Alice Walton brings one of the largest repositories of American art to the middle of the country with the Crystal Bridges Museum of American Art, designed by architect Moshe Safdie. Alice Walton brings one of the largest repositories of American art to the middle of the country with the Crystal Bridges Museum of American Art, designed by architect Moshe Safdie. © 2011 Crystal Bridges Museum of American Art

On Interstate 540 near Bentonville, a billboard shows what appears to be a wild circus costume, or an outlandish party dress for someone who stands about eight feet tall. It is a Soundsuit, a work by the contemporary African American artist Nick Cave, famous for his distinctive fabric sculptures covered in strange geegaws and decorative exotica.

It is also an advertisement for Crystal Bridges Museum of American Art, the most-talked-about new museum in the United States in a generation. Opening Nov. 11 in the corporate home town of Wal-Mart and a bedrock of Middle America, the museum has ruffled feathers, challenged stereotypes and raised expectations as this country’s newest major cultural institution. That it is announcing its debut to a presumably conservative local audience not with a classic Western landscape, or a meticulous portrait of a Founding Father, but with a work of contemporary sculpture, is a sign of its larger cultural ambition.

“Going against type is a big part of it,” says Crystal Bridges Executive Director Don Bacigalupi, who has been helping the fledgling museum beef up its contemporary art collection. As the museum prepares for a deluge of foreign and national media coverage, it’s easy to anticipate the ready-made story line: The oddity of a world-class art museum rising in Arkansas, with reflexive condescension about its focus on American art and its origins in the Wal-Mart corporate fortune.

But as workers put the finishing touches on the new building and curators oversaw the installation of art collected over decades by founder Alice L. Walton, a visit to the museum made it clear that Crystal Bridges intends to be taken seriously well beyond northwest Arkansas. It has not only gathered a synoptic view of American art, it will feature contemporary galleries and an extensive library, and its leaders profess no squeamishness about embracing all aspects of the canon, including the experimental and the controversial.

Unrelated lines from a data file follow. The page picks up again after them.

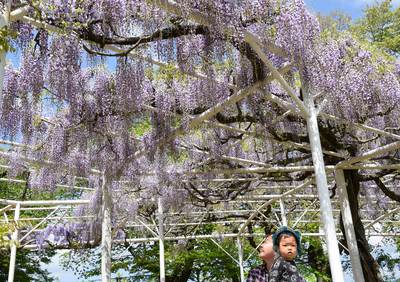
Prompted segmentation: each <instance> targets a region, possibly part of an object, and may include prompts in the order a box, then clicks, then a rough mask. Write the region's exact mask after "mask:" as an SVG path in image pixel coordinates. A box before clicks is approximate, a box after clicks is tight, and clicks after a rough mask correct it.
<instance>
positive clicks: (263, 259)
mask: <svg viewBox="0 0 400 282" xmlns="http://www.w3.org/2000/svg"><path fill="white" fill-rule="evenodd" d="M281 229H282V228H281ZM281 229H279V230H278V231H277V232H276V233H275V234H274V236H275V237H276V239H278V237H279V238H280V239H281V241H282V237H283V235H282V237H281V236H280V235H281V234H280V231H282V230H281ZM286 229H287V228H286ZM274 236H271V235H270V236H267V237H266V238H265V240H264V242H263V243H262V244H261V246H260V248H259V252H260V253H259V257H260V258H261V259H262V260H263V262H264V263H263V264H262V265H260V266H258V267H256V268H254V269H252V270H251V271H250V273H249V276H248V278H247V282H305V280H304V279H303V278H302V277H301V276H300V274H299V273H298V272H297V268H296V266H295V265H294V262H293V261H292V260H290V261H287V260H286V259H284V258H283V257H282V256H281V255H279V254H277V253H275V251H274V249H273V246H274V242H275V240H274V239H275V237H274ZM284 243H286V241H285V240H283V241H282V253H284V256H285V257H287V258H290V257H293V248H292V247H290V248H289V250H287V249H285V247H284V246H283V245H286V244H284ZM296 243H297V241H296ZM298 245H300V243H299V244H298ZM296 253H297V250H296ZM294 256H295V255H294ZM293 258H294V257H293Z"/></svg>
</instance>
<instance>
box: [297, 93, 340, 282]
mask: <svg viewBox="0 0 400 282" xmlns="http://www.w3.org/2000/svg"><path fill="white" fill-rule="evenodd" d="M303 97H304V102H305V104H306V107H307V110H308V115H307V117H306V119H307V131H308V136H309V139H310V145H311V153H312V159H313V164H314V172H315V179H316V184H317V188H318V196H319V201H320V207H321V221H322V222H323V227H324V233H325V237H326V244H327V248H328V257H329V265H330V269H331V273H332V278H333V281H334V282H343V281H344V275H343V269H342V264H341V260H340V253H339V247H338V241H337V237H336V228H335V221H334V219H333V212H332V205H331V201H330V198H329V190H328V183H327V180H326V172H325V164H324V159H323V154H322V146H321V140H320V136H319V130H318V121H317V110H316V108H315V105H314V98H313V97H311V95H310V93H308V90H307V89H306V87H304V89H303Z"/></svg>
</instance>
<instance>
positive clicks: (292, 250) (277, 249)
mask: <svg viewBox="0 0 400 282" xmlns="http://www.w3.org/2000/svg"><path fill="white" fill-rule="evenodd" d="M272 240H273V244H274V250H275V251H276V252H278V253H279V254H280V255H281V257H283V259H284V260H286V261H289V262H293V263H294V261H293V260H294V258H295V257H296V256H297V254H300V252H301V234H300V232H299V231H294V230H293V229H291V228H288V227H286V226H282V227H281V228H279V229H278V231H276V232H275V233H274V235H273V236H272Z"/></svg>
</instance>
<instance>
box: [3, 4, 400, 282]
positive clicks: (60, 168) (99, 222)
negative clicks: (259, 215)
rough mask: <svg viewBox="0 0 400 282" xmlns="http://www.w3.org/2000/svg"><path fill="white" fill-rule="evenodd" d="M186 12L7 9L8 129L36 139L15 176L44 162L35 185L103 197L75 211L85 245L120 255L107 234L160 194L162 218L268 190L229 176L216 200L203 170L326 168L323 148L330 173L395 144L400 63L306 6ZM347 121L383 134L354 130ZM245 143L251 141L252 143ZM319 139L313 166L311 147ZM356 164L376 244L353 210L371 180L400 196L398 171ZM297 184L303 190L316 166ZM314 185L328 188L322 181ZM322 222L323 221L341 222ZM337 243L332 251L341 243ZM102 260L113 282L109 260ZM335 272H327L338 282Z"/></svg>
mask: <svg viewBox="0 0 400 282" xmlns="http://www.w3.org/2000/svg"><path fill="white" fill-rule="evenodd" d="M179 2H180V3H179V6H178V5H177V4H176V3H174V2H169V1H122V0H120V1H111V0H109V1H38V2H32V3H31V2H29V1H27V2H26V3H25V2H24V1H11V2H7V3H11V7H10V9H7V5H6V4H7V3H5V1H2V3H3V8H4V9H5V12H4V15H5V16H4V25H7V24H8V23H7V22H8V18H9V19H10V20H11V23H10V26H9V29H10V30H15V31H17V32H18V36H17V38H16V39H13V40H10V44H13V45H14V46H16V48H18V49H19V50H20V51H21V53H22V59H21V66H20V67H19V68H14V67H12V66H10V65H8V66H6V70H5V75H4V87H3V91H2V96H1V104H0V106H1V109H0V115H1V119H0V123H1V124H0V128H1V130H2V133H3V135H4V136H6V137H7V138H9V139H15V138H18V139H21V140H22V143H23V144H25V145H26V146H24V147H22V148H19V149H15V150H12V152H10V153H7V154H5V153H4V154H2V156H3V157H7V158H8V159H9V160H10V164H9V165H10V166H11V169H10V171H12V172H13V173H14V174H18V172H20V171H22V170H24V169H26V167H27V164H28V163H32V162H36V163H46V165H42V166H39V168H38V169H33V170H32V171H31V177H30V179H29V181H30V183H31V185H32V186H33V187H37V189H53V188H54V186H55V184H56V183H58V182H59V181H60V180H61V179H63V181H64V182H71V181H72V180H73V179H74V177H88V178H89V183H88V184H89V186H90V187H91V188H93V189H95V190H96V191H95V193H94V196H93V198H92V205H90V208H89V209H86V208H85V209H81V210H79V211H77V212H78V213H79V214H83V213H89V214H91V215H95V216H96V217H97V220H95V221H92V222H91V223H92V226H91V229H92V230H93V232H91V233H87V234H85V236H86V237H84V238H82V237H81V238H80V239H81V240H85V241H87V240H89V239H94V240H95V241H96V240H97V238H96V236H97V237H98V236H99V235H100V234H103V246H105V248H106V249H110V248H111V228H112V227H114V228H117V227H119V226H123V224H124V220H126V218H127V217H129V215H130V214H134V213H135V212H138V211H139V210H140V208H141V206H140V205H138V201H139V202H140V201H141V200H144V199H151V198H154V197H158V196H160V197H161V198H162V199H163V203H164V205H165V207H164V208H165V209H168V208H170V207H171V208H172V207H174V206H182V203H184V202H186V201H188V200H189V199H190V200H191V201H192V202H194V203H197V202H201V203H206V204H212V203H213V202H215V201H221V200H225V201H226V200H234V199H235V198H236V197H238V196H239V195H241V194H242V193H244V192H245V191H247V190H251V189H254V187H256V186H257V184H258V183H259V182H258V181H250V180H249V181H243V182H239V181H237V182H236V183H235V182H233V183H232V182H230V183H228V184H225V186H222V189H221V187H219V190H222V191H224V192H218V191H216V190H217V189H214V188H215V187H213V186H207V185H203V186H200V185H199V184H198V183H197V182H196V181H195V180H197V179H196V178H202V176H199V175H205V179H213V178H215V177H217V176H219V175H221V171H222V173H227V172H228V171H234V170H240V169H242V171H245V170H246V169H247V168H246V167H245V166H244V165H249V164H250V165H252V166H254V165H255V163H256V162H259V163H262V164H264V166H277V165H287V164H293V165H302V166H304V165H310V164H312V163H313V162H314V165H315V166H316V167H317V166H319V168H320V169H321V168H322V167H323V162H321V161H322V154H318V152H319V151H318V152H315V148H317V147H318V146H319V147H321V146H320V145H318V143H319V142H320V143H321V145H322V148H323V149H324V152H325V153H326V152H333V154H332V153H331V154H325V155H324V161H325V164H327V165H333V166H335V165H336V166H337V168H340V167H339V166H338V164H340V162H341V161H342V160H343V159H344V158H351V157H355V156H358V155H360V154H362V153H363V152H366V151H369V150H374V149H375V148H379V147H380V146H381V145H384V144H388V143H391V142H393V140H396V139H399V136H398V135H397V133H398V131H399V129H398V128H397V126H398V118H399V110H398V108H397V107H396V106H395V105H397V104H398V102H399V98H400V91H399V90H400V85H399V73H398V69H399V66H398V65H395V63H393V62H391V61H390V60H388V59H385V57H383V56H380V55H377V54H376V53H373V52H371V51H368V50H366V49H365V48H363V47H362V46H361V45H360V44H359V43H358V42H357V41H355V40H354V39H352V37H351V36H350V35H349V34H341V35H335V34H331V36H327V35H326V34H325V33H322V32H321V31H320V28H319V25H318V21H317V19H316V18H315V17H314V16H313V15H311V14H310V13H309V12H308V11H307V10H306V8H305V5H304V3H303V1H297V0H294V1H261V0H260V1H250V0H249V1H231V2H228V1H179ZM10 11H16V12H14V15H13V13H12V12H11V13H10ZM13 17H14V18H13ZM110 50H111V51H110ZM87 54H89V55H87ZM85 56H88V61H93V63H92V65H93V66H87V65H86V63H85V62H84V60H85ZM99 56H117V57H118V59H117V60H116V61H115V62H116V67H115V71H114V72H112V71H111V72H110V71H108V70H107V68H106V67H104V66H102V65H101V64H100V63H99V62H97V61H96V58H97V57H99ZM3 58H4V57H3ZM2 61H3V62H4V59H3V60H2ZM288 94H289V95H288ZM45 99H51V100H52V101H53V102H54V104H55V105H56V106H57V112H56V114H55V115H54V116H51V117H47V118H45V117H44V116H43V114H44V109H43V108H42V103H43V100H45ZM314 99H315V100H316V102H317V104H318V106H319V108H317V109H315V107H314V106H313V103H314ZM303 100H304V102H305V103H304V102H303ZM293 102H294V104H293ZM307 107H308V108H307ZM318 111H322V112H321V114H320V117H322V118H319V119H318V120H317V115H318V114H319V112H318ZM310 115H311V116H313V119H311V118H310ZM332 116H336V117H339V118H341V119H342V120H341V121H338V119H337V118H336V117H332ZM343 120H344V121H343ZM204 121H207V122H208V123H207V126H203V122H204ZM271 121H272V122H271ZM317 122H318V124H317ZM349 122H353V123H358V124H359V127H364V128H367V126H369V127H375V128H377V129H375V130H374V131H370V130H368V131H365V130H363V131H361V130H359V129H357V130H354V128H355V127H354V125H352V124H350V123H349ZM306 124H308V128H307V127H306ZM227 125H228V126H227ZM146 126H147V127H146ZM143 127H146V128H145V130H138V129H142V128H143ZM359 127H358V128H359ZM307 129H308V131H307ZM313 130H314V134H312V133H311V132H312V131H313ZM318 130H319V131H320V134H318ZM235 131H236V133H235ZM240 132H241V133H240ZM307 132H308V133H310V136H311V138H310V139H311V140H310V141H311V142H309V140H308V139H309V138H308V136H307ZM248 134H250V135H255V137H253V138H252V139H248V138H247V139H246V138H245V136H246V135H248ZM378 134H379V135H378ZM313 136H314V137H317V136H320V137H321V139H320V141H319V140H318V139H319V137H318V138H317V139H315V140H314V139H313V138H312V137H313ZM379 136H383V137H380V138H379ZM313 140H314V141H313ZM282 142H292V143H291V144H292V146H290V147H288V146H282V145H281V144H282ZM293 143H294V144H299V143H301V144H300V145H303V148H301V146H300V147H299V146H297V147H296V146H293ZM308 143H310V144H311V148H312V151H313V154H314V156H313V158H312V156H311V154H310V153H309V150H307V149H304V144H308ZM393 144H394V145H393V146H392V147H391V151H382V152H380V155H379V157H380V158H381V159H380V164H381V165H390V164H397V151H396V150H397V149H398V144H397V143H393ZM321 152H322V151H321ZM388 152H389V153H388ZM343 157H344V158H343ZM371 157H378V155H374V154H372V155H370V156H369V158H371ZM367 158H368V156H367V157H365V159H367ZM360 160H363V159H360ZM360 160H357V161H360ZM321 165H322V166H321ZM342 168H348V167H342ZM361 169H362V168H361ZM361 169H360V168H358V169H354V170H351V171H350V170H348V171H345V175H344V176H345V178H346V180H347V181H348V182H350V183H352V186H351V185H350V184H348V187H347V189H348V190H349V191H350V193H351V194H352V195H353V196H352V197H350V196H349V201H350V208H351V215H352V217H353V221H354V225H355V226H356V230H355V233H356V236H357V239H358V240H360V241H361V242H363V244H367V243H366V242H367V241H366V238H365V232H364V228H363V225H362V224H361V221H360V216H359V215H358V205H359V202H358V199H357V195H358V194H359V193H361V192H360V183H367V184H368V183H369V182H368V181H374V182H376V183H377V185H378V187H380V188H381V191H383V192H384V193H385V195H386V196H387V197H388V198H391V199H393V200H395V201H399V195H398V193H396V192H397V191H398V188H396V187H395V188H393V189H397V190H394V191H390V190H389V189H387V187H386V186H385V185H384V184H383V183H382V181H381V180H380V177H382V176H384V175H385V174H392V173H394V172H395V170H393V169H392V170H379V171H378V172H374V171H373V172H371V171H368V170H361ZM149 172H151V173H150V174H149ZM320 172H321V171H320ZM252 173H258V174H260V173H261V174H265V175H266V176H268V175H271V173H272V172H268V170H266V171H265V172H263V171H262V170H258V171H257V170H256V169H254V168H251V167H250V168H249V169H248V171H246V172H245V175H246V177H249V176H250V175H251V174H252ZM322 173H323V172H322ZM143 175H144V176H143ZM193 175H195V176H193ZM286 176H287V177H289V178H290V179H291V180H292V181H300V180H303V179H305V178H306V177H308V176H310V172H309V171H302V170H299V171H297V172H296V171H295V170H292V172H291V173H286ZM316 176H317V184H318V186H321V185H322V186H324V187H325V189H326V192H327V184H326V177H325V176H324V175H322V176H321V177H320V178H319V174H318V173H316ZM324 179H325V180H324ZM338 185H339V184H338ZM382 185H383V186H382ZM132 187H134V188H132ZM182 187H184V188H185V189H183V190H182V189H181V190H178V189H176V188H182ZM200 188H206V189H205V192H203V190H202V189H200ZM224 189H225V190H224ZM232 191H233V192H232ZM376 193H381V192H379V190H377V191H376ZM320 196H321V195H320ZM325 197H328V195H327V193H326V195H325ZM112 198H113V199H112ZM328 201H329V198H328ZM106 202H108V204H109V205H108V206H107V205H104V203H106ZM321 204H322V203H321ZM329 205H330V204H329ZM104 207H107V209H104ZM102 208H103V210H102ZM187 208H191V206H187ZM325 212H327V211H326V210H322V214H323V217H322V218H323V219H324V220H325V221H327V220H328V219H329V218H331V216H329V212H328V214H326V216H325V217H324V213H325ZM101 220H103V230H102V232H100V230H99V229H100V228H101V227H100V226H101V224H100V222H101ZM325 223H326V222H325ZM332 224H333V222H332V223H331V225H332ZM331 227H332V228H333V231H335V229H334V225H332V226H331ZM67 228H68V230H69V233H68V234H74V236H76V238H79V235H80V234H81V235H83V234H82V228H81V227H77V226H75V225H73V226H67ZM74 228H77V229H76V230H77V231H75V233H74V231H73V229H74ZM49 230H55V229H54V228H53V229H49ZM57 230H58V231H57V232H58V233H60V234H65V232H64V231H63V230H60V229H57ZM78 231H79V232H78ZM331 231H332V230H331ZM326 233H329V232H326ZM46 234H48V233H46ZM329 234H330V233H329ZM43 235H45V234H42V235H38V240H39V241H41V242H42V241H43V240H44V239H45V238H44V237H43ZM105 235H107V236H108V239H107V238H106V239H107V240H106V239H105ZM87 236H89V237H93V238H89V237H87ZM327 240H328V241H330V242H333V243H335V244H336V238H335V237H334V238H327ZM328 243H329V242H328ZM329 245H331V246H332V245H334V244H329ZM332 253H335V252H332ZM360 256H361V257H362V262H363V265H362V268H363V272H364V276H366V277H367V279H368V281H379V280H378V279H379V277H378V276H379V275H378V270H377V269H376V268H373V270H368V268H370V267H369V266H370V265H372V264H371V263H373V258H372V256H371V255H370V254H369V253H368V251H367V252H365V251H364V253H363V252H361V253H360ZM103 263H104V265H103V270H104V272H105V273H106V275H105V277H106V278H105V279H109V265H110V263H111V261H110V257H109V256H107V253H106V256H105V257H104V260H103ZM337 273H338V272H337V271H332V274H333V275H339V276H338V277H336V280H337V281H340V279H341V278H340V271H339V274H337ZM334 279H335V277H334Z"/></svg>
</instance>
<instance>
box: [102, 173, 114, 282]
mask: <svg viewBox="0 0 400 282" xmlns="http://www.w3.org/2000/svg"><path fill="white" fill-rule="evenodd" d="M109 187H110V185H109V179H108V177H107V176H106V174H105V173H104V172H103V175H102V185H101V192H102V199H103V201H102V217H103V218H102V223H101V231H102V232H101V281H102V282H110V281H111V246H112V237H111V236H112V235H111V210H112V200H111V195H110V191H109Z"/></svg>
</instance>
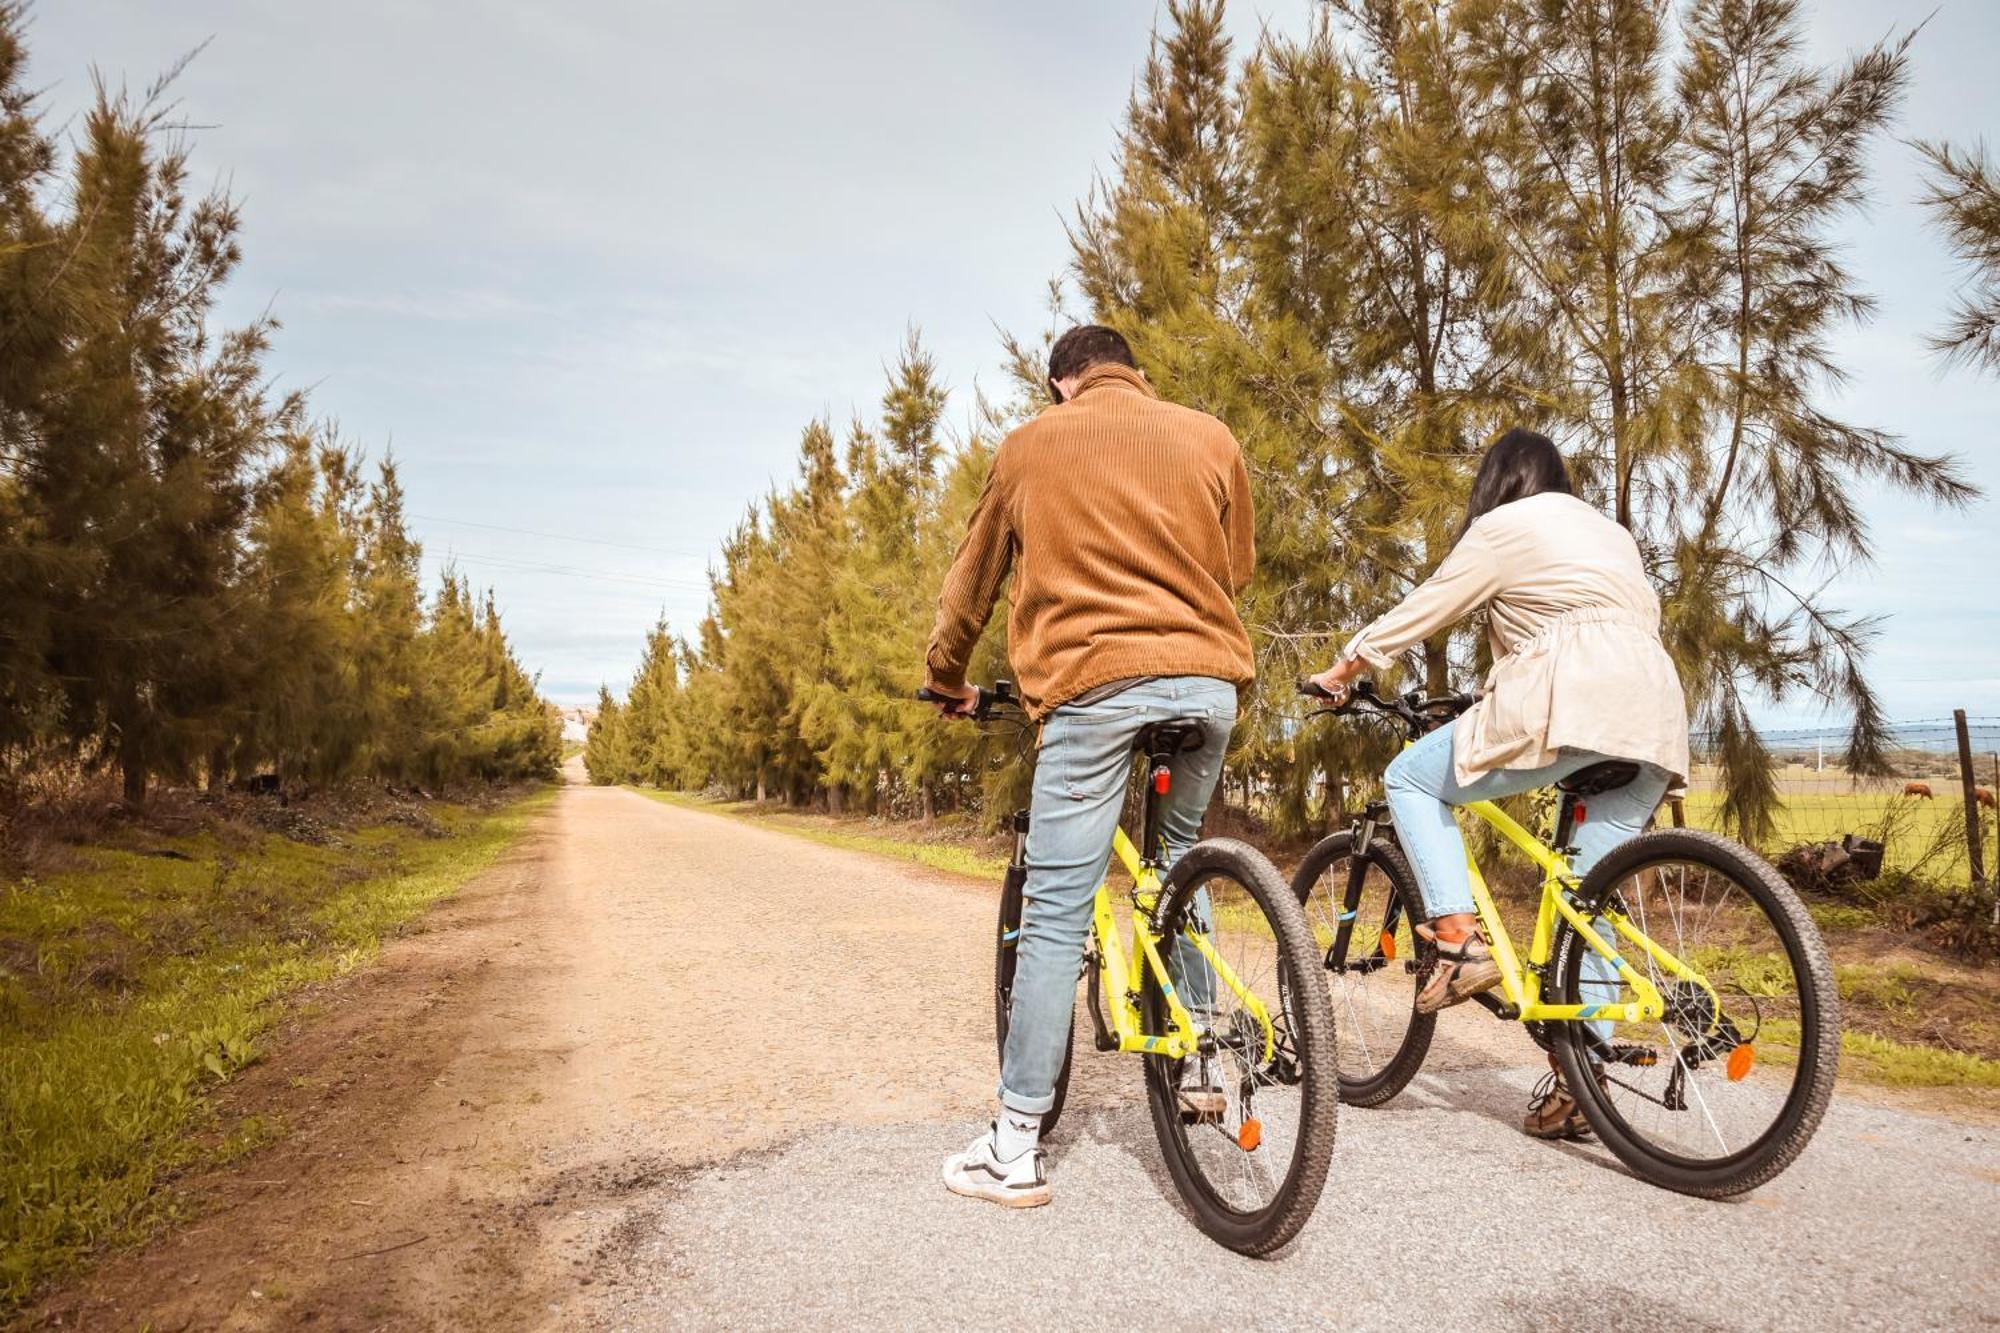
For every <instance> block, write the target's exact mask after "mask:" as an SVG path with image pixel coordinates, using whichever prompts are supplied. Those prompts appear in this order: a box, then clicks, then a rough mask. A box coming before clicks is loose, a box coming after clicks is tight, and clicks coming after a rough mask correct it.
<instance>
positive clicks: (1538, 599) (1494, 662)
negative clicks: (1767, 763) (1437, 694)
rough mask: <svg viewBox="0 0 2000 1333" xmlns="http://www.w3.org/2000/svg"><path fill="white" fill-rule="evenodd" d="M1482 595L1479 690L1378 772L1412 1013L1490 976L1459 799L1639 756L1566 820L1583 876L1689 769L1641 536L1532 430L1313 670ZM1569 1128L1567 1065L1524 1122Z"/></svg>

Endowed by the Walton Family Foundation with $800 million, Crystal Bridges instantly joins the ranks of the richest museums in this country, and it has been using its extraordinary resources to assemble a collection of American art that may rival in quality, if not quantity, anything available to museum visitors in New York, Washington, Los Angeles or Chicago. It has aggressively pursued some of the most prized and iconic pieces of American art to come on the market in the past five years, leading some observers to detect an impact on prices that they call the “Walton effect.”